33 Par sa quatrième question, la juridiction de renvoi demande, en substance, si l’article 3, paragraphe 1, de la directive 2001/29 doit être interprété en ce sens qu’il s’oppose à ce qu’un État membre puisse protéger plus amplement les titulaires d’un droit d’auteur en prévoyant que la notion de communication au public comprend davantage d’opérations que celles visées à cette disposition.


34 À cet égard, il découle, notamment, des considérants 1, 6 et 7 de la directive 2001/29 que cette dernière a notamment pour objectifs de remédier aux disparités législatives et à l’insécurité juridique qui entourent la protection des droits d’auteur. Or, admettre qu’un État membre puisse protéger plus amplement les titulaires d’un droit d’auteur en prévoyant que la notion de communication au public comprend également des opérations autres que celles visées à l’article 3, paragraphe 1, de la directive 2001/29 aurait pour effet de créer des disparités législatives et donc, pour les tiers, de l’insécurité juridique.


35 En conséquence, l’objectif poursuivi par la directive 2001/29 serait inévitablement compromis si la notion de communication au public pouvait être entendue par différents États membres comme comprenant davantage d’opérations que celles visées à l’article 3, paragraphe 1, de cette directive.


36 Certes, le considérant 7 de ladite directive fait état de ce que cette dernière n’a pas pour objectif de supprimer ou de prévenir les disparités qui ne portent pas atteinte au fonctionnement du marché intérieur. Néanmoins, il doit être constaté que, si les États membres devaient se voir reconnaître la faculté de prévoir que la notion de communication au public comprend davantage d’opérations que celles visées à l’article 3, paragraphe 1, de la même directive, il en résulterait nécessairement une atteinte au fonctionnement du marché intérieur.

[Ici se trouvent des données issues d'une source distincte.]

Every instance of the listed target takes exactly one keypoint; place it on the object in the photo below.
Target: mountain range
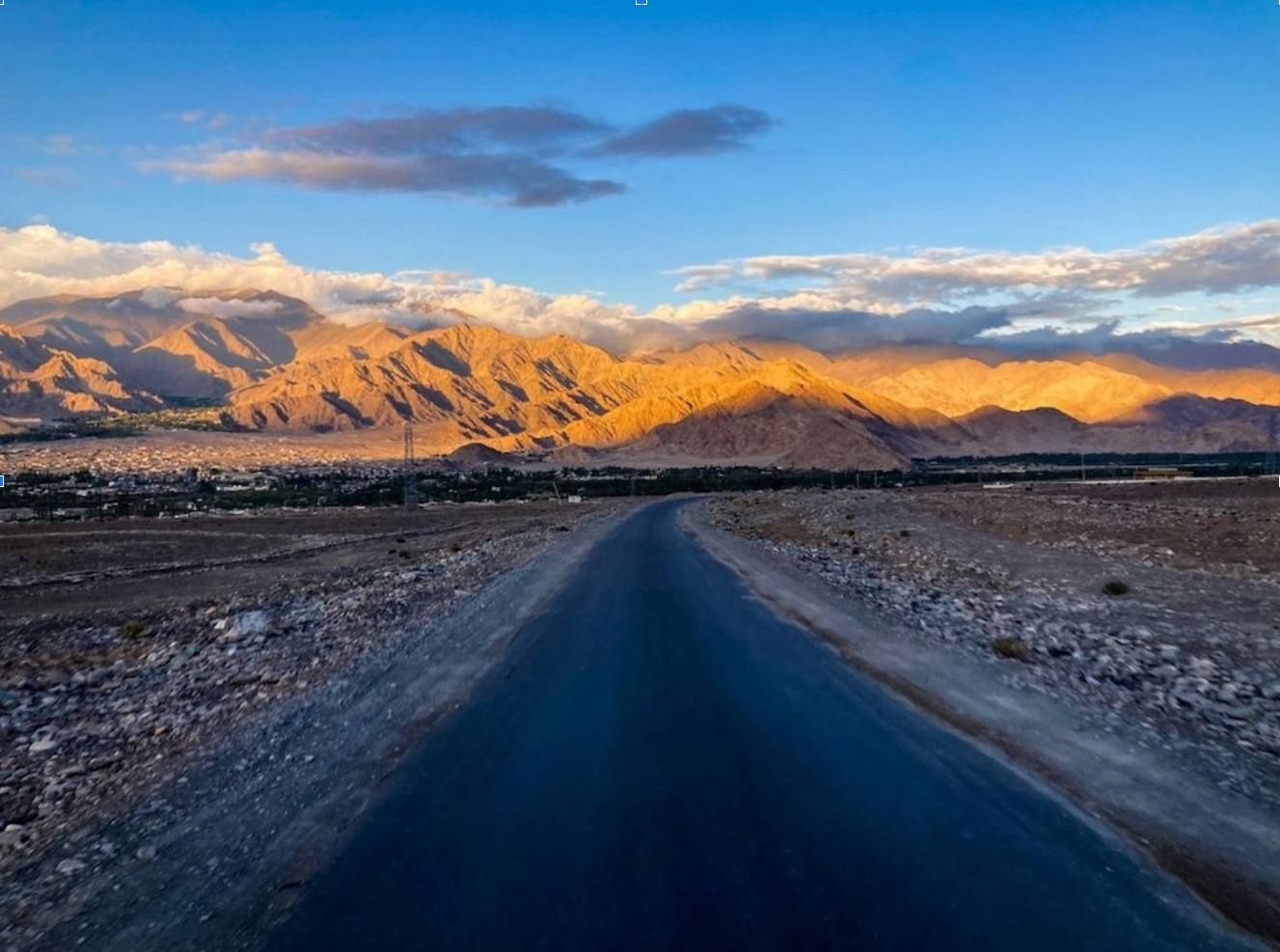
(275, 364)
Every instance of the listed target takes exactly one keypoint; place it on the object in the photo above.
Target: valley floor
(134, 654)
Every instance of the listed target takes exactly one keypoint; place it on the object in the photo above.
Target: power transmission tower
(410, 478)
(1271, 446)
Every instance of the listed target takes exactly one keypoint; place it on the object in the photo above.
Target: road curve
(661, 763)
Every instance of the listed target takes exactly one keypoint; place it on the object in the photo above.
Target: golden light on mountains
(281, 367)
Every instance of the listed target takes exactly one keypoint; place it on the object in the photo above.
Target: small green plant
(1011, 646)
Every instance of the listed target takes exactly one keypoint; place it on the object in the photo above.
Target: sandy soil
(131, 658)
(1158, 708)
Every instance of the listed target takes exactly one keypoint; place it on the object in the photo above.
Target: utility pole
(410, 478)
(1271, 444)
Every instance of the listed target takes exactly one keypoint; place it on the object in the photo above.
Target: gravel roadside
(1155, 710)
(178, 796)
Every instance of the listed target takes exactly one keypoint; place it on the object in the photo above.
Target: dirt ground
(73, 566)
(1192, 524)
(128, 646)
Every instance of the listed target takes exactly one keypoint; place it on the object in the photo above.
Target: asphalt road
(661, 763)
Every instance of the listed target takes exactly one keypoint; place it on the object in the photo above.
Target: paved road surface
(660, 763)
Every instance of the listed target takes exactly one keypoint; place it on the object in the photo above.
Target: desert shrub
(1011, 646)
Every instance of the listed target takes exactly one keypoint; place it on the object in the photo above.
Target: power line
(410, 478)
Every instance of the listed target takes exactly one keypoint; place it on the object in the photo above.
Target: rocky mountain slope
(275, 364)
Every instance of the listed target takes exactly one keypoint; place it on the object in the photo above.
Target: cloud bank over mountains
(519, 156)
(1049, 301)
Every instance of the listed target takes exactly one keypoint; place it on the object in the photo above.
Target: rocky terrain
(270, 364)
(127, 651)
(1152, 610)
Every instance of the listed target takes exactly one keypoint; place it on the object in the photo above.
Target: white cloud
(157, 298)
(39, 259)
(1216, 259)
(216, 308)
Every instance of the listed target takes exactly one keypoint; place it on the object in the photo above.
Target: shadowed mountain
(277, 365)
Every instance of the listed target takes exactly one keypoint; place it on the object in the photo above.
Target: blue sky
(885, 125)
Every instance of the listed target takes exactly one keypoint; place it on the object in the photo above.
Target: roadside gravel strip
(1226, 847)
(220, 853)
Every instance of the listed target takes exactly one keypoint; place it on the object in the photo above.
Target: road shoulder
(1226, 849)
(227, 846)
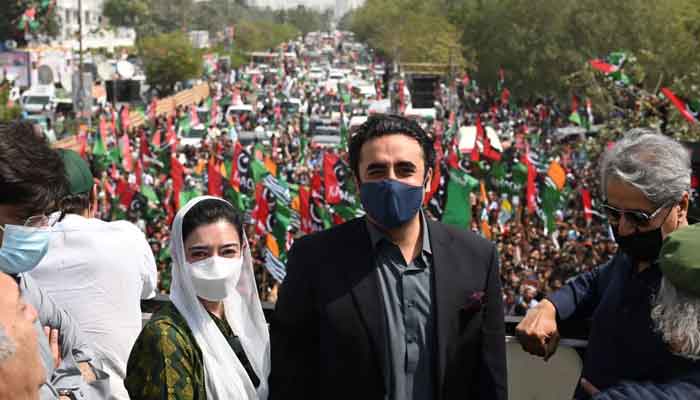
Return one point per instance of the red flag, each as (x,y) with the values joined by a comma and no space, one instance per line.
(125,120)
(574,103)
(114,123)
(435,181)
(316,187)
(176,173)
(680,105)
(138,172)
(214,110)
(152,109)
(465,79)
(261,210)
(127,160)
(214,178)
(305,209)
(531,190)
(194,117)
(144,150)
(156,139)
(479,137)
(505,96)
(114,173)
(103,130)
(402,100)
(82,139)
(603,67)
(235,178)
(330,179)
(587,205)
(125,192)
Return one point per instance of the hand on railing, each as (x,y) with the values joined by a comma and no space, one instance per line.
(537,332)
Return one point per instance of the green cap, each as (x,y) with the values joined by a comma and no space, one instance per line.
(78,172)
(680,259)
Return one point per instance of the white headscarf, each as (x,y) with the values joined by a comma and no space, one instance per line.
(224,374)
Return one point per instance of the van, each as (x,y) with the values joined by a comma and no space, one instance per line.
(38,99)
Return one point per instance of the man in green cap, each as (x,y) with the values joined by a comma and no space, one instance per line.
(675,314)
(115,267)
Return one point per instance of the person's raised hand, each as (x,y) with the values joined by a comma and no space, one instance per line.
(537,332)
(52,335)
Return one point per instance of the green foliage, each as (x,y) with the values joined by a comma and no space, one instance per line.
(305,19)
(130,13)
(11,13)
(408,30)
(7,113)
(262,35)
(169,58)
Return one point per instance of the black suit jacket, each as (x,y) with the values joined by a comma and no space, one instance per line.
(328,328)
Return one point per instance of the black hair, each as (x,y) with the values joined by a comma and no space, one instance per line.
(378,125)
(210,211)
(32,175)
(76,203)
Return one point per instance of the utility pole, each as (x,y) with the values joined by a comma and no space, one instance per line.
(81,87)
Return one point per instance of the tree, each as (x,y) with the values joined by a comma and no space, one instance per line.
(408,31)
(129,13)
(14,24)
(169,58)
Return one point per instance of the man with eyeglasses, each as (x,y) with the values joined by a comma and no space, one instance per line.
(32,179)
(645,181)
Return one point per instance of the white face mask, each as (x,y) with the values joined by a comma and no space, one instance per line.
(214,277)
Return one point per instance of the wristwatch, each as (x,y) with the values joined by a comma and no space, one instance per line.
(67,393)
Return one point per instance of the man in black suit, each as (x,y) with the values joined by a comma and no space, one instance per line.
(391,306)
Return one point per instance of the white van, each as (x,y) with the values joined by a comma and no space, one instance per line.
(38,99)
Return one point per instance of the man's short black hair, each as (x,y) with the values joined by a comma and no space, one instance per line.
(378,125)
(31,173)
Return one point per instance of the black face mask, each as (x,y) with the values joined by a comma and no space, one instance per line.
(640,246)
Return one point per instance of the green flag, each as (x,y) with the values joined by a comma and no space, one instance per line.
(575,117)
(187,195)
(343,134)
(185,123)
(550,203)
(283,217)
(257,170)
(458,210)
(240,201)
(98,149)
(149,193)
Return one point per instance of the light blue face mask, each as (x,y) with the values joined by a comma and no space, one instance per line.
(22,248)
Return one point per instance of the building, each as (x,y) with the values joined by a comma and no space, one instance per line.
(67,13)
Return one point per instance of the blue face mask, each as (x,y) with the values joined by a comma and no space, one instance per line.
(22,248)
(391,203)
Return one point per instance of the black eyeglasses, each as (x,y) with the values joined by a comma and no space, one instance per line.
(638,218)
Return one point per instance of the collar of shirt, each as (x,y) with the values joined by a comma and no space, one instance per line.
(377,236)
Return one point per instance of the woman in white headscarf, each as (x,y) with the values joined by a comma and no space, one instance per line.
(212,342)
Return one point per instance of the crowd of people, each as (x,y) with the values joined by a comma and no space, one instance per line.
(469,215)
(143,187)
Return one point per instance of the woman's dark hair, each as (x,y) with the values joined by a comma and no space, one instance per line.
(210,211)
(378,125)
(32,175)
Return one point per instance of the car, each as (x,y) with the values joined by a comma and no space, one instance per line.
(292,105)
(316,74)
(325,136)
(236,110)
(194,136)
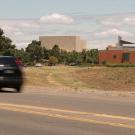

37 Il s’ensuit que l’article 3, paragraphe 1, de la directive 2001/29 ne saurait être entendu comme permettant aux États membres de protéger plus amplement les titulaires d’un droit d’auteur en prévoyant que la notion de communication au public comprend davantage d’opérations que celles visées à cette disposition


La décision


Par ces motifs, la Cour (quatrième chambre) dit pour droit:


1) L’article 3, paragraphe 1, de la directive 2001/29/CE du Parlement européen et du Conseil, du 22 mai 2001, sur l’harmonisation de certains aspects du droit d’auteur et des droits voisins dans la société de l’information, doit être interprété en ce sens que ne constitue pas un acte de communication au public, tel que visé à cette disposition, la fourniture sur un site Internet de liens cliquables vers des œuvres librement disponibles sur un autre site Internet.


2) L’article 3, paragraphe 1, de la directive 2001/29 doit être interprété en ce sens qu’il s’oppose à ce qu’un État membre puisse protéger plus amplement les titulaires d’un droit d’auteur en prévoyant que la notion de communication au public comprend davantage d’opérations que celles visées à cette disposition.